AAP: Today's Teens Can Be Adept Multitaskers
Some kids do just fine juggling multiple forms of media throughout the day, research suggests
MONDAY, Oct. 13, 2014 (HealthDay News) -- New research conducted by high school students indicates that some youth do equally well on tasks when moving between their laptops, smartphones, and other devices, compared to less media-focused teens. The findings were presented at the annual meeting of the American Academy of Pediatrics (AAP), held from Oct. 11 to 14 in San Diego.
The study included about 400 students of both sexes, aged 10 to 19. All were asked about their daily media habits and then tested on their ability to switch between tasks and focus on a single task, with and without distractions.

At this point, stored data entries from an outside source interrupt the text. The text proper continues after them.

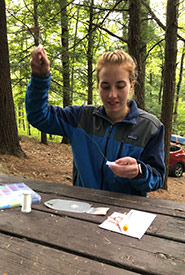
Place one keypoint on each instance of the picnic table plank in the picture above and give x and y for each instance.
(20, 257)
(150, 255)
(169, 208)
(163, 226)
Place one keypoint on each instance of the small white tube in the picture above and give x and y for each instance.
(26, 201)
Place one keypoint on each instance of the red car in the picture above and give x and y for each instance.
(177, 160)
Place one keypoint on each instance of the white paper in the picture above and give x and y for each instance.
(111, 163)
(137, 222)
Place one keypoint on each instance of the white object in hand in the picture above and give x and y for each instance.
(111, 163)
(26, 201)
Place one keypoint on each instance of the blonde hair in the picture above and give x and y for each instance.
(117, 57)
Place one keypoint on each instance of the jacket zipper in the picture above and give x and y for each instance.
(105, 154)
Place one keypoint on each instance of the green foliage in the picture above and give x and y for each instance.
(109, 24)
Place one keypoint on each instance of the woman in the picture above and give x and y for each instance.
(117, 131)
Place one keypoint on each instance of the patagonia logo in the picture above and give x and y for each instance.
(132, 137)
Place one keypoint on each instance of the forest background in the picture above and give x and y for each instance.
(74, 33)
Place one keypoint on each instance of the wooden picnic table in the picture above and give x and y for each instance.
(46, 241)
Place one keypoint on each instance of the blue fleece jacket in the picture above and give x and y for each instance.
(94, 140)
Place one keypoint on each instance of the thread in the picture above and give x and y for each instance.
(26, 201)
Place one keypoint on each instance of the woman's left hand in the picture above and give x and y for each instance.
(126, 167)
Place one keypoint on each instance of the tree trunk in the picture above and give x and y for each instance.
(169, 75)
(65, 58)
(178, 89)
(135, 49)
(90, 55)
(9, 141)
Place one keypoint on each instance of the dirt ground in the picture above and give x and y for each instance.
(53, 162)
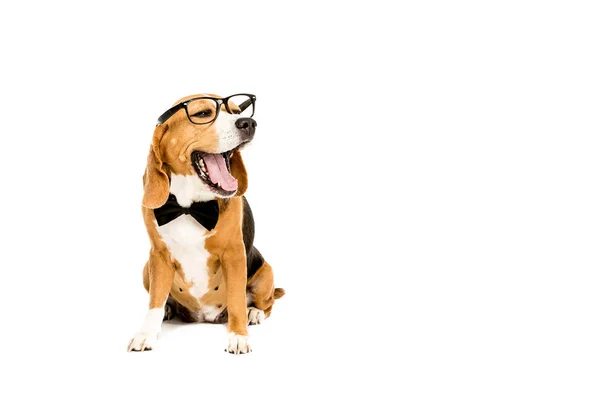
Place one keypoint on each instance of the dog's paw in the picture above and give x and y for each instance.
(255, 316)
(143, 341)
(169, 314)
(238, 344)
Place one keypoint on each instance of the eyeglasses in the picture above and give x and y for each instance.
(204, 110)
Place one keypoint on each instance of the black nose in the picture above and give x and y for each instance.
(247, 125)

Those who scored high on the "media multitasking index" averaged more than three hours a day of multitasking, the study found. They also managed to complete an average of 3.5 hours of homework a day, all while juggling multiple tasks for more than 50 percent of this time. Students who scored low on the multitasking index averaged about 20 minutes a day of multitasking, did 2.5 hours of homework a day, and multitasked 0.08 percent of this time. The "high multitaskers" were better at filtering out distractions but less able to focus on single tasks, while the opposite was true for low multitaskers.
"We must emphasize that most people performed best when focused on just one task. However, there was a group that provided us with an exception to that finding -- the high media multitaskers," Sarayu Caulfield, a senior at Oregon Episcopal School in Portland, said in an AAP news release.